In terms of him coming back to you it sounds as though dispite whatever drugs he may do, drinks he may drink, or girls he may sleep with, he is only going to REALLY hit the lonely bottom only after you've stopped steady contact with him. Time without you will probably start to have him consider his actions. "Are all these drugs, drinks, and loveless girls really what I want?" "Am I happier this way?" I can't think of one reason that he should feel that these vices are worth throwing out a LTR in order to figure things out. Not to mention that love aside, the party lifestyle gets old very quick even for most young people.

 

He probably is having difficulty expressing how he feels and leaving him will only amplify the emptiness that he is already feeling. And its that un-igorable emptiness that triggers change.

Posted

KiwiHoney (nice name by the way!), what you need to do now is to focus on YOU.

 

As difficult as it may be for you, you need to look after yourself, and forget about your exBF for now.

 

I can't possible say whether he will come back to you or not. But I can tell you that the best way to prepare for either situation (him coming back or not) is to get on with your life.

 

Pining away for him or waiting by the phone won;t make him change his mind, and it won't do you any good.

 

The best thing for you now is to have NO CONTACT with him. Its very difficult, but its the best way for you to heal.

 

You need to fill the spaces left by him with friends and family.

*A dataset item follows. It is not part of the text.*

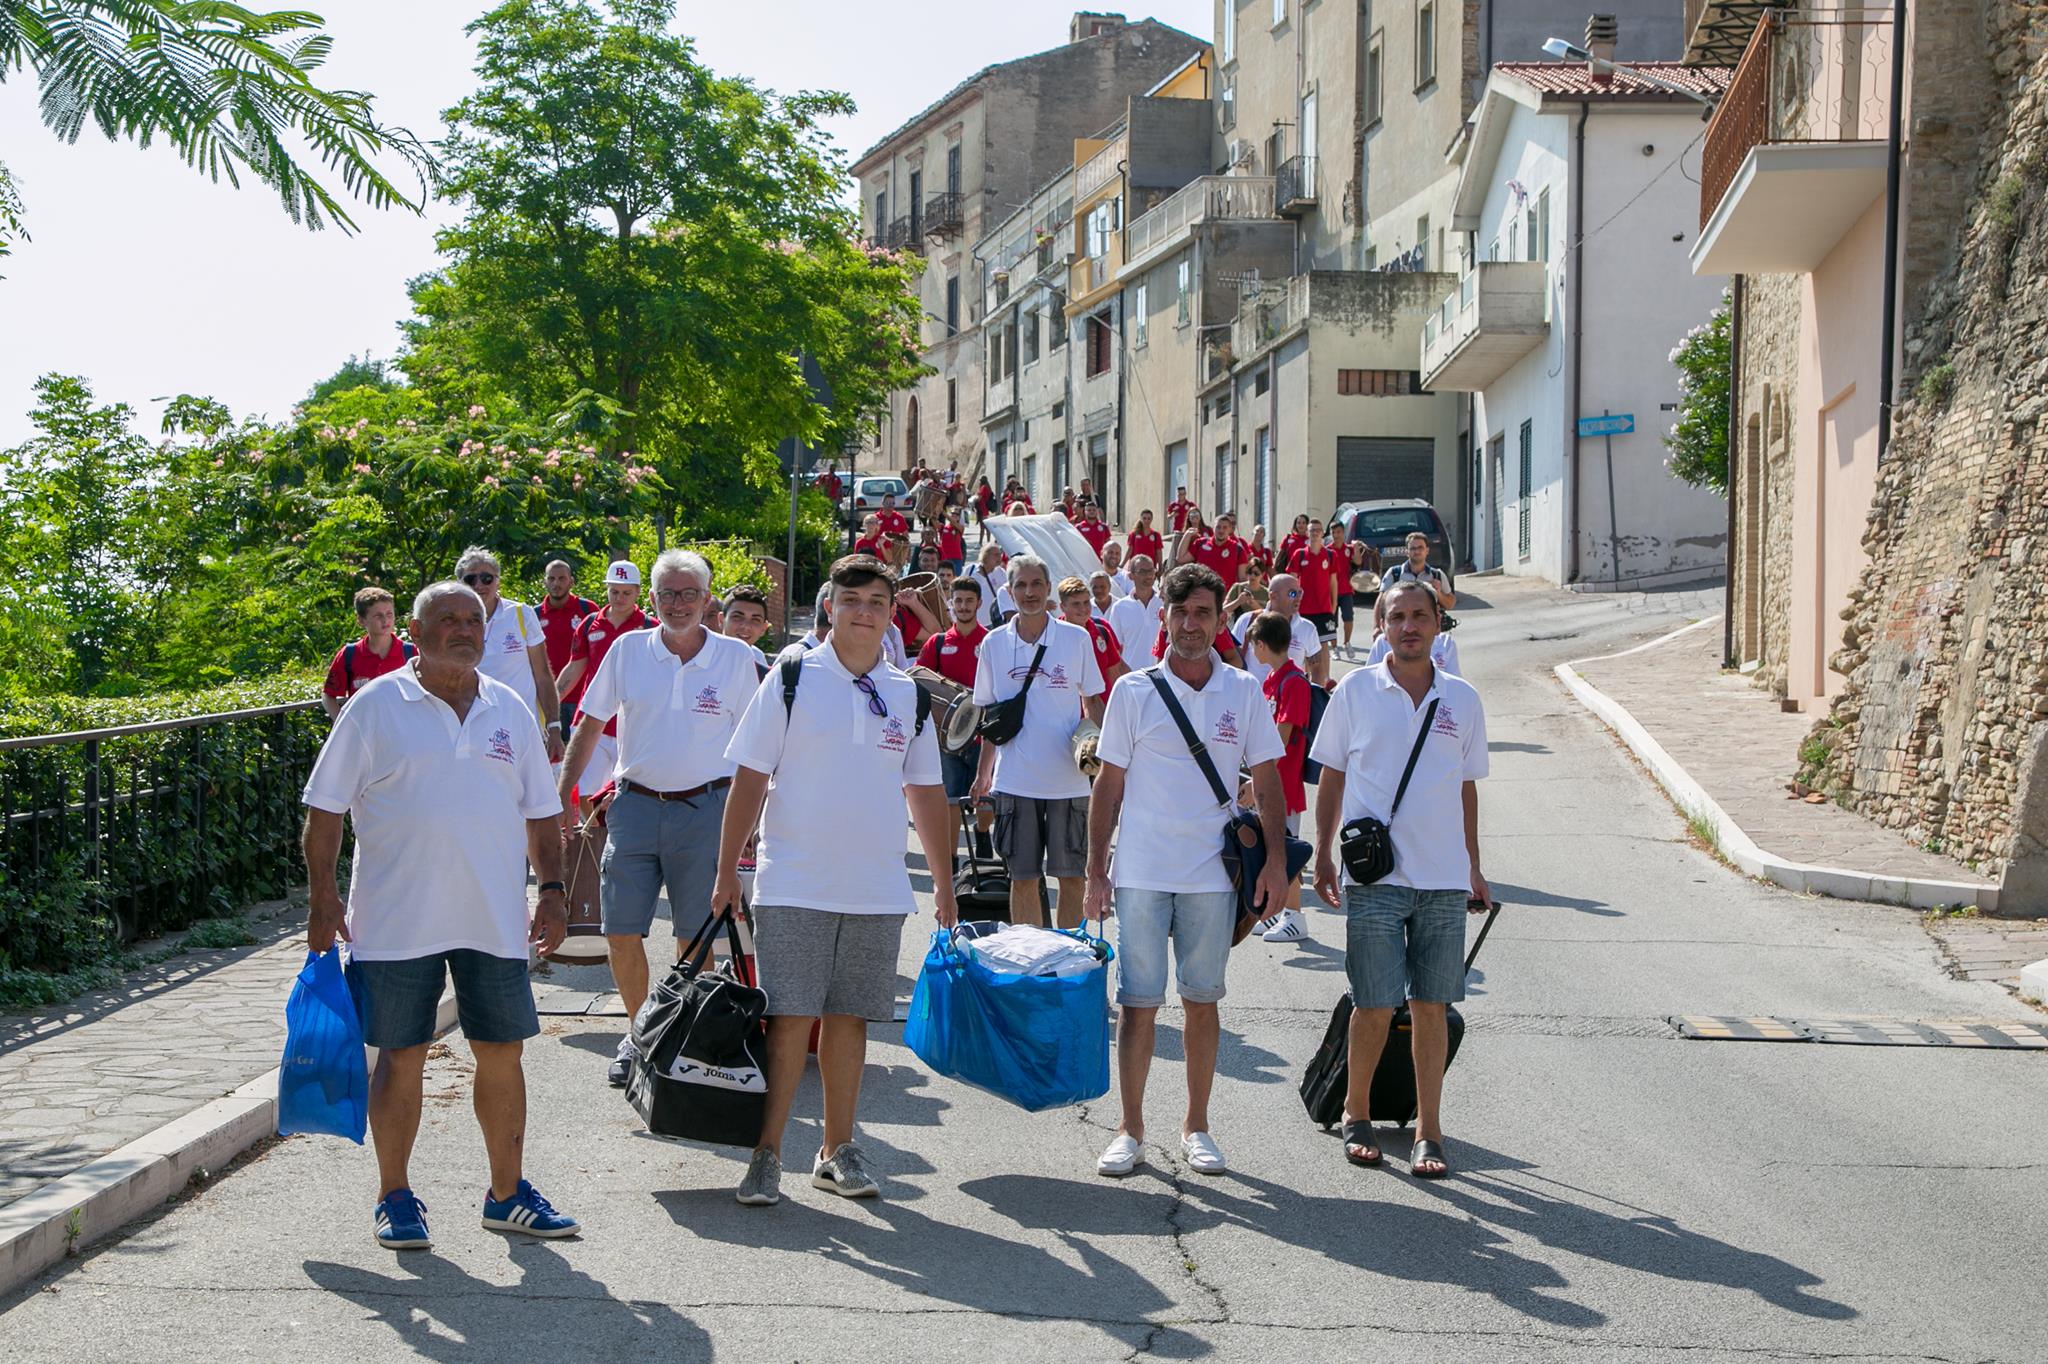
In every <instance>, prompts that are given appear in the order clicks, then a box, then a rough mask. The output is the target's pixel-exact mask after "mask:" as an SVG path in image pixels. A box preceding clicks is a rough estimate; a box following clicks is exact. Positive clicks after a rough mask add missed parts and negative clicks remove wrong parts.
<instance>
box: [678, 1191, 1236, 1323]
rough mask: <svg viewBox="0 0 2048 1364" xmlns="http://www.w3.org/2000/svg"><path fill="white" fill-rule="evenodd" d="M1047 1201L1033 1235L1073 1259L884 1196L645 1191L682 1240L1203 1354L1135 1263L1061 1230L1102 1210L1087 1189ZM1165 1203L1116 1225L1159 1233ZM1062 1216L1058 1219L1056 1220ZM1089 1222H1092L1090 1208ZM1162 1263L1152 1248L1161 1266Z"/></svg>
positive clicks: (1057, 1194) (939, 1302) (1095, 1193)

Get active, go to the gym or go for a walk (if you are in NZ you have no excuse, its lovely to walk there). Take up a new hobby. The key is- keep busy.

 

Its OK to cry. Its OK to feel as if your world has ended. it hasn't, and it WILL feel better with time, I promise.

 

Look after yourself, and forget him for now. He is the only person who can deal with his issues, and you don't deserve to be hurt over and over again while he works them out.

 

Maybe you are right for eachother, maybe not. The only way you will know is for you to be happy on your own, and for him to sort out his sh** alone.

 

Sorry if this sounds harsh- you will get thru this KiwiHoney.